The academic Web-as-Corpus

Ferraresi, Adriano; Bernardini, Silvia

As a result of the European Union’s pressure towards internationalization, universities in many countries find themselves increasingly urged to provide information on their requirements and services and to promote themselves in English on the web. Hence the need for corpus resources and studies of institutional academic English used as an international language (or lingua franca) on the web. This paper introduces “acWaC-EU” (an acronym for “academic Web-as-Corpus in Europe”), a corpus of web pages in English crawled from the websites of European universities and annotated with contextual metadata. The corpus contains approximately 40 million words from native English universities and a similar number of words from universities based in all other European countries, in which English is used as a lingua franca. Thanks to the metadata, it is possible to re-group texts for comparison based, e.g., on the language family of the native language spoken in the country where the text was produced.

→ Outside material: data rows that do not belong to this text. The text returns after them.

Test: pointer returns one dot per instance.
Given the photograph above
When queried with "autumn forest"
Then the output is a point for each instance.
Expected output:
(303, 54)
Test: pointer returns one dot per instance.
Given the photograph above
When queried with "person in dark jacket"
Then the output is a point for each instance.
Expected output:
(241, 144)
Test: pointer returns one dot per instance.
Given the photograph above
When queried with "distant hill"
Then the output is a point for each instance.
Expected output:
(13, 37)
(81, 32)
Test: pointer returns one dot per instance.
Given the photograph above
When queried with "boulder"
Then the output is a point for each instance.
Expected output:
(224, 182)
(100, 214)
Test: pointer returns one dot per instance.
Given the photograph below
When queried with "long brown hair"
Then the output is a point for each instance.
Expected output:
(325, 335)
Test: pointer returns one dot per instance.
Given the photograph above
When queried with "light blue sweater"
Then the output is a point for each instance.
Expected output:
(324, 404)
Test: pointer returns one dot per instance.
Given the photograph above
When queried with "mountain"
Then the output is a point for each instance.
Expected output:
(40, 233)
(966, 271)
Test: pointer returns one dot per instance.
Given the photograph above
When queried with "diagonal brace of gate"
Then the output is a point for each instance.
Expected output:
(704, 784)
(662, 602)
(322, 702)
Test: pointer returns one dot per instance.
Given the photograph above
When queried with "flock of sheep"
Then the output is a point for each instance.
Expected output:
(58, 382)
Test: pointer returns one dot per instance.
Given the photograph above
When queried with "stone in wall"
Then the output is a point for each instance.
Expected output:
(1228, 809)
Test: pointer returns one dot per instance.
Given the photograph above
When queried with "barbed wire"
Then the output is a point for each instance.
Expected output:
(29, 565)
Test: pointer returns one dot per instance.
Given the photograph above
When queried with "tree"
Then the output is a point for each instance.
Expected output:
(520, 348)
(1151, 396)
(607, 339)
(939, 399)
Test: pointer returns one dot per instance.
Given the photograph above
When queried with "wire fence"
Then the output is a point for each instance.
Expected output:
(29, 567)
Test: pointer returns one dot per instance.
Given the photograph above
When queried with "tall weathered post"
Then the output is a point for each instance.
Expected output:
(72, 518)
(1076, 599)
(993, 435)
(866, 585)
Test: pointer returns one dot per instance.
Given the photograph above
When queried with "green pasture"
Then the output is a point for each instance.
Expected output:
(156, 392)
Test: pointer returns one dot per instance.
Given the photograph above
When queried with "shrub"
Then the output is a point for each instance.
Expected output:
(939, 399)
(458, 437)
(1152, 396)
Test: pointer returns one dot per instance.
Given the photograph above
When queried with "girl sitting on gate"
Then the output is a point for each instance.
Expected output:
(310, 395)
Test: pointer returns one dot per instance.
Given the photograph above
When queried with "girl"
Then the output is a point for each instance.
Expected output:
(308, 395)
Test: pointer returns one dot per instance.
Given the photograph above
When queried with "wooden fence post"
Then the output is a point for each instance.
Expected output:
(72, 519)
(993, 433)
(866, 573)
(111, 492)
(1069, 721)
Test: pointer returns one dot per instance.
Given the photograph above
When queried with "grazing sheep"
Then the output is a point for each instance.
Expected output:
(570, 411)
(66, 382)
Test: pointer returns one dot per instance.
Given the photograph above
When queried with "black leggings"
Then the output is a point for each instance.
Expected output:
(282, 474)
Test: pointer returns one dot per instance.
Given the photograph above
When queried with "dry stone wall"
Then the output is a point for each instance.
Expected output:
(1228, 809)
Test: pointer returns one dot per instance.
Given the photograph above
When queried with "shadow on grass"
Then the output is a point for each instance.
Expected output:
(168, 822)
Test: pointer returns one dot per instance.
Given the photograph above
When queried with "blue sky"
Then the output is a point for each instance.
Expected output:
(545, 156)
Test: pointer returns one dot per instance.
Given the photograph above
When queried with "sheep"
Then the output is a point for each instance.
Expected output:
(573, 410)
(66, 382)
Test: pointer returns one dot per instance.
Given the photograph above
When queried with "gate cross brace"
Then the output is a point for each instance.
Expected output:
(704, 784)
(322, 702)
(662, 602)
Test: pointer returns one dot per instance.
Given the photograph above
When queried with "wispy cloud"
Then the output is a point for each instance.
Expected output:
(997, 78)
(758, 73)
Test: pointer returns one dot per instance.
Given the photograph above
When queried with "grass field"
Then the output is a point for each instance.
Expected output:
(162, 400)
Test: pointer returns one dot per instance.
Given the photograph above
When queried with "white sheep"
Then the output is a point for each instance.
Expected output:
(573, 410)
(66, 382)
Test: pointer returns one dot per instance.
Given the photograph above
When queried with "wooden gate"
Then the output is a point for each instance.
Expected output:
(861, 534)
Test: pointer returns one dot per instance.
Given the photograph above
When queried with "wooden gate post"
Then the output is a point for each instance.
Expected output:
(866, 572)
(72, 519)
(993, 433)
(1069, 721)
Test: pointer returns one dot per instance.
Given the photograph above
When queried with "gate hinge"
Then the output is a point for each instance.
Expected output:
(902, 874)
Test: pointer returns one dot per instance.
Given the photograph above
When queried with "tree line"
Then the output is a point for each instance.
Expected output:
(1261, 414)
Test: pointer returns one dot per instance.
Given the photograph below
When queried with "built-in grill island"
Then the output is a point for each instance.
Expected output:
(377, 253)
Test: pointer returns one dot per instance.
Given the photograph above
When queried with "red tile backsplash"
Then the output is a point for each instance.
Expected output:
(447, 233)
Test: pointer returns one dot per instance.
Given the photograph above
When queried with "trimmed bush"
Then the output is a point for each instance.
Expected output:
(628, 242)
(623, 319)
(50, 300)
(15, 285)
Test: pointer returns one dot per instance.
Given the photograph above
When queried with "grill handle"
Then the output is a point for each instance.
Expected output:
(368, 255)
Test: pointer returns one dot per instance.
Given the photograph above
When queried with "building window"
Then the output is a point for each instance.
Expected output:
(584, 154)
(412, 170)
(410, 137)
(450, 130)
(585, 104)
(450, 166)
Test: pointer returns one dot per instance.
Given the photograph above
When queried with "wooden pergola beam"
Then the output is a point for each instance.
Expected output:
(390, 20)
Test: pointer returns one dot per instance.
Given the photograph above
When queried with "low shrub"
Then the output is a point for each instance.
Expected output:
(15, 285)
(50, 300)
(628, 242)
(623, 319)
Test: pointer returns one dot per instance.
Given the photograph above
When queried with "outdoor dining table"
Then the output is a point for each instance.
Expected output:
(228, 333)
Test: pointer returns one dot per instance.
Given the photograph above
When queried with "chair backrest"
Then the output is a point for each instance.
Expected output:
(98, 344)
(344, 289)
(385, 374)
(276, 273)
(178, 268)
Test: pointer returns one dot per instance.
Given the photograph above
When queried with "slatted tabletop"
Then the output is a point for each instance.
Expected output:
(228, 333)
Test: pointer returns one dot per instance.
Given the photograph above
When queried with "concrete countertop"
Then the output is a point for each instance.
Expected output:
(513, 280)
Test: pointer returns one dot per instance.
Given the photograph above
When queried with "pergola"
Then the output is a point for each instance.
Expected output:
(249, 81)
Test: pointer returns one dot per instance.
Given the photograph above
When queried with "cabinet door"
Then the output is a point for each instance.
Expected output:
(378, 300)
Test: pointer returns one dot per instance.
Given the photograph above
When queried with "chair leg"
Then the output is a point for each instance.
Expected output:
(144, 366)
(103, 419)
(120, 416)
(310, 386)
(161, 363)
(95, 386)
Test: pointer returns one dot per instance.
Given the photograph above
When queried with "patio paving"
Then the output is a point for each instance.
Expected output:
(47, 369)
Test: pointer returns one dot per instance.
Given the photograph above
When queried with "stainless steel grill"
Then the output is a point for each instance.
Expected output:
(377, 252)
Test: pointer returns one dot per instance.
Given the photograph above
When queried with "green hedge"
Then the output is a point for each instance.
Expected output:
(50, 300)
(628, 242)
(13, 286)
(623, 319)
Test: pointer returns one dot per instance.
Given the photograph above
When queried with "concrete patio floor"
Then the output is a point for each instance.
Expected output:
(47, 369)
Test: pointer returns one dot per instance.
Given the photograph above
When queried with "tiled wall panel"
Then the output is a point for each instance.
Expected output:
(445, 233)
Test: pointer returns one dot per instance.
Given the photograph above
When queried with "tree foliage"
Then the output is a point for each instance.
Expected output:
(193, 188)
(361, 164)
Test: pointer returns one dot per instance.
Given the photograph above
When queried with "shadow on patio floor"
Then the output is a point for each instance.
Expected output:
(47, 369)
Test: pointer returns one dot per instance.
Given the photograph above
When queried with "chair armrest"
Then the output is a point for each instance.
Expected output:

The paper describes and evaluates the corpus construction pipeline and the corpus itself, presents a case study on the use of modal and semi-modal verbs in lingua franca vs. native texts, and looks at future developments, in particular as concerns simple heuristics for topic-/genre-oriented subcorpus construction.

Adriano Ferraresi, Silvia Bernardini (2013). The academic Web-as-Corpus. Stroudsburg, PA : Association for Computational Linguistics.